Archaeologists and Anthropologists previously thought that these chambers were used solely for ceremonial purposes, as the Anasazi Kivas at Mesa Verde. Recently however, they have come to realize that Indians pre-existing Mesa Verde lived in and made homes of these underground structures. Few people are aware of the new findings so we at White Mountain have tried to present some of these little known historical facts. Throughout Southern Colorado, Northern New Mexico, North-eastern Arizona and South-eastern Utah ruins of underground Indian dwellings have been found. These dwellings have been located in many different types of terrain including; mesa tops, foothills and rolling prairie. Due to erosion many more must have existed than have been found. The way a Kiva is constructed, heavy rain and snow will, over time, cave in the dome roof. When this happens only a slight depression is left. As foliage reclaims the area it is practically impossible without excavation to discern the ruins from the natural landscape.

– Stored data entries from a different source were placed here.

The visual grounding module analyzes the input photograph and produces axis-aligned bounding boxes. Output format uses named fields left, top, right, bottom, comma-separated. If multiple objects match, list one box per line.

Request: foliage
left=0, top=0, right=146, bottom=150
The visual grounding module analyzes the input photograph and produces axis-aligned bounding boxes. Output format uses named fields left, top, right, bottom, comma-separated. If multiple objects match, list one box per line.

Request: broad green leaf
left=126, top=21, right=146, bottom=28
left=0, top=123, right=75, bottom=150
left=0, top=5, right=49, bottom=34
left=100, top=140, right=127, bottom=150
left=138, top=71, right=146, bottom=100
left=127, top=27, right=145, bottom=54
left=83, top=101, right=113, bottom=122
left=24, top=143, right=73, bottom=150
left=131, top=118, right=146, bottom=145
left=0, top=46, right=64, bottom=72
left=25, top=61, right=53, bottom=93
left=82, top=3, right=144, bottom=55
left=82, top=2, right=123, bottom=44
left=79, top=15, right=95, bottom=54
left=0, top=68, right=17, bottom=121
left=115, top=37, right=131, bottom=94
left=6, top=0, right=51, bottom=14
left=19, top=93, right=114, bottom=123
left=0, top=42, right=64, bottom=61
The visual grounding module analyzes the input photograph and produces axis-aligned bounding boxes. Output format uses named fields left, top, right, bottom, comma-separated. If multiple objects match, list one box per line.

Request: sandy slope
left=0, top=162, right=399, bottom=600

Little is known about the lifestyle of these primitive Indians.We know that most of their time was spent above ground. The Kiva was only used for sleeping and during bad weather. Activities, such as basket weaving, flint knapping, grain-grinding and cooking took place above ground. It is believed that an arbor was constructed over the dome of the dwelling, providing shade and work space. This was probably used for hanging herbs and vegetables as well.

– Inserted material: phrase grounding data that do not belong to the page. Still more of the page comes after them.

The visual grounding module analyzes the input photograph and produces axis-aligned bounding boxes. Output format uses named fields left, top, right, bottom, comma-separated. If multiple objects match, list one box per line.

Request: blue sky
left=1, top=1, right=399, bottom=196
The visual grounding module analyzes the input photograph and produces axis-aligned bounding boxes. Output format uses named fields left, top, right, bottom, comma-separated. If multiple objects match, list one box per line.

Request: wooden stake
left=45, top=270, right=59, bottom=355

Using primitive tools such as thigh bone picks, shoulder bone shovels, stone axes and yucca baskets an average family of 8 to 10 could easily build this structure in a summer. A hole was dug 6 to 8 feet deep and 12 to 18 feet wide. The harsher the winter, the deeper the hole. After the hole is finished, flat rocks are “dry stacked” long ways overlapping, like brick work. An occasional “dead-man rock” was then placed so that the length of it stuck out the back into the dirt wall, away from the room. This was done to add stability and prevent cave ins. A pole frame work was then built in the center of the hole to support the ceiling this is also the ladder for descending. Supporting beams were then laid tepee fashion on the frame and rock wall. Next, branches or willows were piled on the beams, grass or straw was then packed thick enough on top to keep the dirt from falling through. Lastly, the dirt from the hole was piled on top. An animal skin covered the opening during bad weather.